Available for purchase - email brianyounglee at gmail.com
this piece is titled - maybe not forever but at least for now, because it feels more clever / commercial than i want it to, although i guess it is authentic to myself and my history so maybe the name stays: Second Nature no. 1 - for a lot of reasons but primarily because it's design is something that was born mostly of instinct. The design of the leafy/petal-y laser cut brass itself is an evolution of a type of design that i would sketch endlessly back in middle and high school before cellphones robbed us of our idle seconds, minutes, and hours that we once had to ourselves and our immediate physical and mental confines. However, those previous grade school age doodles were completely abstract. For this piece and more recent work, I feel compelled to evoke something more naturalistic, not so apart from the natural environment that I am always fascinated by, hypnotized by, trying to just - figure out - and am in love with. So, it's a hybrid.
Second to the formal design itself is the materials and construction. I have been an industrial designer and sufferer of product-lust for a long time.
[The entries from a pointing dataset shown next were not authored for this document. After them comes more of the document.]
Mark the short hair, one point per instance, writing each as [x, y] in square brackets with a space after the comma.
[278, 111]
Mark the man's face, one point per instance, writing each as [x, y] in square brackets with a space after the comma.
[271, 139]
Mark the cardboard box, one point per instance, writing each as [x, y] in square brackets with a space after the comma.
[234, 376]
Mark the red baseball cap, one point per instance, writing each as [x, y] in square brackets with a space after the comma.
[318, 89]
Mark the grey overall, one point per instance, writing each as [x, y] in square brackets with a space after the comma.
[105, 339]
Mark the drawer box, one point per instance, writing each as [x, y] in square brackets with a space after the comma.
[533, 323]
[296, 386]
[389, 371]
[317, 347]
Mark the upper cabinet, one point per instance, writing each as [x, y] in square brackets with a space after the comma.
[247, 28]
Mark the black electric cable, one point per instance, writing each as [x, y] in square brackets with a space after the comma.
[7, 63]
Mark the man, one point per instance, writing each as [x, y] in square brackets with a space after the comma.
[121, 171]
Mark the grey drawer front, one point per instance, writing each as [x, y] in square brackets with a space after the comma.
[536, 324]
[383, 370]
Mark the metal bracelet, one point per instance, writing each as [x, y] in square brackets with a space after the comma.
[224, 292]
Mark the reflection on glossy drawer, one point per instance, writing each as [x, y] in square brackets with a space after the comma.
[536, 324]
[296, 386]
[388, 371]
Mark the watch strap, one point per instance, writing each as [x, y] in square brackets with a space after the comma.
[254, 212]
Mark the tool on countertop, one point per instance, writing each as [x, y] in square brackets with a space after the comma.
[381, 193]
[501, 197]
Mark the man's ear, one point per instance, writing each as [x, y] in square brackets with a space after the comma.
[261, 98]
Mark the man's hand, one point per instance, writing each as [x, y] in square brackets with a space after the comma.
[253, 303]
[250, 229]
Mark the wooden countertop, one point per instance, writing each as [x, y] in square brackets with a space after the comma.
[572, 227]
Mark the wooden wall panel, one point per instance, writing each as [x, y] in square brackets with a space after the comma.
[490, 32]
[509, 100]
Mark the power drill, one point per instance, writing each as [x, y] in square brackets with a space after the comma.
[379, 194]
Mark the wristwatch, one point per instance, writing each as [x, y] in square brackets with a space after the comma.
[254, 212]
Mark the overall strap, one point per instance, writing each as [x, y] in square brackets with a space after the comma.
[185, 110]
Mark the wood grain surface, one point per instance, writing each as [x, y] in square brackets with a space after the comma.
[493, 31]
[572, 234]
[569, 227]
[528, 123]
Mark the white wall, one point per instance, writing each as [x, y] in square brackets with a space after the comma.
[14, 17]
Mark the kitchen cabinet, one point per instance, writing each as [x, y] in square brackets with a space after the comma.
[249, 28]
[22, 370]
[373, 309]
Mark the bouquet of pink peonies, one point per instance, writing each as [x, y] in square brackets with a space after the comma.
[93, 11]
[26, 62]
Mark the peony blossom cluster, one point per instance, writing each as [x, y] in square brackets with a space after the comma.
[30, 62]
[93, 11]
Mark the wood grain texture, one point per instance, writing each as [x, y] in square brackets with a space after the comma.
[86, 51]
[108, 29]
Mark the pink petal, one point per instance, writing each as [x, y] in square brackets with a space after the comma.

Those things don't just disappear when you become an artist. Commercialism is part of my history. I chose my first industrial design career path during the ascendance of ieverything. When apple/steve jobs/jony ive grabbed hold of the eyes and pocketbooks of everyone in the developed world with super expensive, super precisely and expertly designed and executed products. I'm attracted to smooth surfaces, shiny metal, and precision. I've been told I have a thing about perfection. I'm attracted to it, and cant help but attempt to make it. So that's probably why when covid-19 shut the world down and I had a mandate to just make - something - I couldn't help but make something from super shiny polished brass with smooth curves over nice flat black steel and precise little stainless steel standoffs. It's art made by a sculptor that spent the last couple of decades being deeply intertwined with and seduced by mass market products.
Eventually I came to realize that I don't want my life to be wholly spent in the service of the commercial, and that action was necessary. So I set out to learn the skills needed to make big sculptures. I learned metal. I've got a lot more to learn still, but I've gotten to know it well enough to make this piece happen when I had to make something happen. It was "second nature."